Combinatorics Question Asking How Many Integer Solutions Given Different Restrictions

Your solution to the first question is completely correct.

How many integer solutions of the equation $x_1 + x_2 + x_3 + x_4 = 28$ are there with $-10 \leq x_i \leq 20$ for $1 \leq i \leq 4$?

Let $x_i' = x_i + 10$ for $1 \leq i \leq 4$. Since $-10 \leq x_i \leq 20$, $0 \leq x_i' \leq 30$. Substituting $x_i' - 10$ for $x_i$, $1 \leq i \leq 4$ and simplifying gives $$x_1' + x_2' + x_3' + x_4' = 68$$ which is an equation in the nonnegative integers, which we must solve subject to the restrictions that $x_i \leq 30$ for $1 \leq i \leq 4$. This is an Inclusion-Exclusion Principle problem analogous to the one you solved. Notice that at most two of the variables can simultaneously violate the restriction since $2 \cdot 31 = 62 < 68 < 93 = 3 \cdot 31$.

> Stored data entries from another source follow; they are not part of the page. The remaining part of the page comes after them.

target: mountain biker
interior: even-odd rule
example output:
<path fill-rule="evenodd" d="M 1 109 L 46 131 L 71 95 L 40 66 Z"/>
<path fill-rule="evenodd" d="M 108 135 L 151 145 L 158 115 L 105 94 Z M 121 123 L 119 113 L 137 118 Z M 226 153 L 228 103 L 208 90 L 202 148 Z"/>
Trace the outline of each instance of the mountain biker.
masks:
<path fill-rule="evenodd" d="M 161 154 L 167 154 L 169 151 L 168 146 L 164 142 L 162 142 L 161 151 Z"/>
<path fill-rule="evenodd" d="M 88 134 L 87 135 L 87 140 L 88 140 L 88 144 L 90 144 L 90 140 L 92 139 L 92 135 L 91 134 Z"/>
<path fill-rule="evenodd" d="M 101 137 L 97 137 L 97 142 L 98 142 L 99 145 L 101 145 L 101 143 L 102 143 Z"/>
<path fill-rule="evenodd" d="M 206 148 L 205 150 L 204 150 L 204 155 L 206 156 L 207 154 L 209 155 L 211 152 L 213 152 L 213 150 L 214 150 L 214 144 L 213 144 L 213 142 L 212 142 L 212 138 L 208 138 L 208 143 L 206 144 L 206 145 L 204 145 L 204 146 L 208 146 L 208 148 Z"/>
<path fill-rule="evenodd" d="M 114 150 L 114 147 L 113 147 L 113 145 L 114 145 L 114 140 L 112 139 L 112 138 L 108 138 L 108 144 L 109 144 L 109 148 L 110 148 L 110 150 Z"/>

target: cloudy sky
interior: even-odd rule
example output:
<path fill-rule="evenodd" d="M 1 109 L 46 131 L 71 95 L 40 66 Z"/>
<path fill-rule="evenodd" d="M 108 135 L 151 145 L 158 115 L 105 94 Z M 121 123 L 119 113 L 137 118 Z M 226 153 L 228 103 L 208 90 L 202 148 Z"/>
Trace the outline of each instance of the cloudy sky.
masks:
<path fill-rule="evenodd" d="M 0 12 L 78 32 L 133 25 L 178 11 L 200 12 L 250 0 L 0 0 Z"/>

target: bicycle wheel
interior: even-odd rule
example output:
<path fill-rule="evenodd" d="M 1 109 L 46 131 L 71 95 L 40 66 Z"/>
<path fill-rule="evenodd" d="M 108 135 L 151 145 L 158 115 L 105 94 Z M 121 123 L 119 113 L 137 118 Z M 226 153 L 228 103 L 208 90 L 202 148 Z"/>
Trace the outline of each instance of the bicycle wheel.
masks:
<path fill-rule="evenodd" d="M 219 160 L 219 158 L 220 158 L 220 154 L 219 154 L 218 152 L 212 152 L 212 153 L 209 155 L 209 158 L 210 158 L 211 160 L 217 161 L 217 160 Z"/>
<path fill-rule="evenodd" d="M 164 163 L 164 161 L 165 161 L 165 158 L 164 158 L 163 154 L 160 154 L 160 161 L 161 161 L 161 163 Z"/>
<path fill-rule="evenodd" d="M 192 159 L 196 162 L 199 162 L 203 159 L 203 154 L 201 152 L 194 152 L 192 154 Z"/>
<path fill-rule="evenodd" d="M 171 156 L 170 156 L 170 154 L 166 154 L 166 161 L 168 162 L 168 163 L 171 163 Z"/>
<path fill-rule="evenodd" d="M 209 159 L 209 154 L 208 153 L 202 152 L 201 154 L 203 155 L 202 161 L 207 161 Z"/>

Applying the Inclusion-Exclusion Principle as above yields $$\binom{68 + 4 - 1}{4 - 1} - \binom{4}{1}\binom{37 + 4 - 1}{4 - 1} + \binom{4}{2}\binom{6 + 4 - 1}{4 - 1} = \binom{71}{3} - \binom{4}{1}\binom{40}{3} + \binom{4}{2}\binom{9}{3}$$

The last problem is a bit tedious. Let's see if we can save you some work.

How many nonnegative integer solutions of the equation $x_1 + x_2 + x_3 + x_4 = 28$ are there such that $x_1 \leq 6$, $x_2 \leq 10$, $x_3 \leq 15$, $x_4 \leq 21$?

Let $A$ be the event that $x_1 > 6$, $B$ be the event that $x_2 > 10$, $C$ be the event that $x_3 > 15$, and $D$ be the event that $x_4 > 21$. Without those restrictions, there are $$\binom{28 + 4 - 1}{4 - 1} = \binom{31}{3}$$ solutions, as you found. From these, we must subtract those solutions that violate one or more of the restrictions. To do so, we use the Inclusion-Exclusion Principle. The number of cases that violate one or more of the restrictions is $$|A \cup B \cup C \cup D| = |A| + |B| + |C| + |D| - |A \cap B| - |A \cap C| - |A \cap D| - |B \cap C| - |B \cap D| - |C \cap D| + |A \cap B \cap C| + |A \cap B \cap D| + |A \cap C \cap D| + |B \cap C \cap D| - |A \cap B \cap C \cap D|$$ It is possible to violate each of the restrictions. It is also possible to simultaneously violate the first and second restrictions, first and third restrictions, and second and third restrictions. However, it is not possible to simultaneously violate the first and fourth restrictions, second and fourth restrictions, or third and fourth restrictions, nor it is possible to simultaneously violate any three or four of the restrictions simultaneously. Hence, $$|A \cap B \cap C \cap D| = |A| + |B| + |C| + |D| - |A \cap B| - |A \cap C| - |B \cap C|$$ as all the remaining terms are equal to zero. Can you proceed?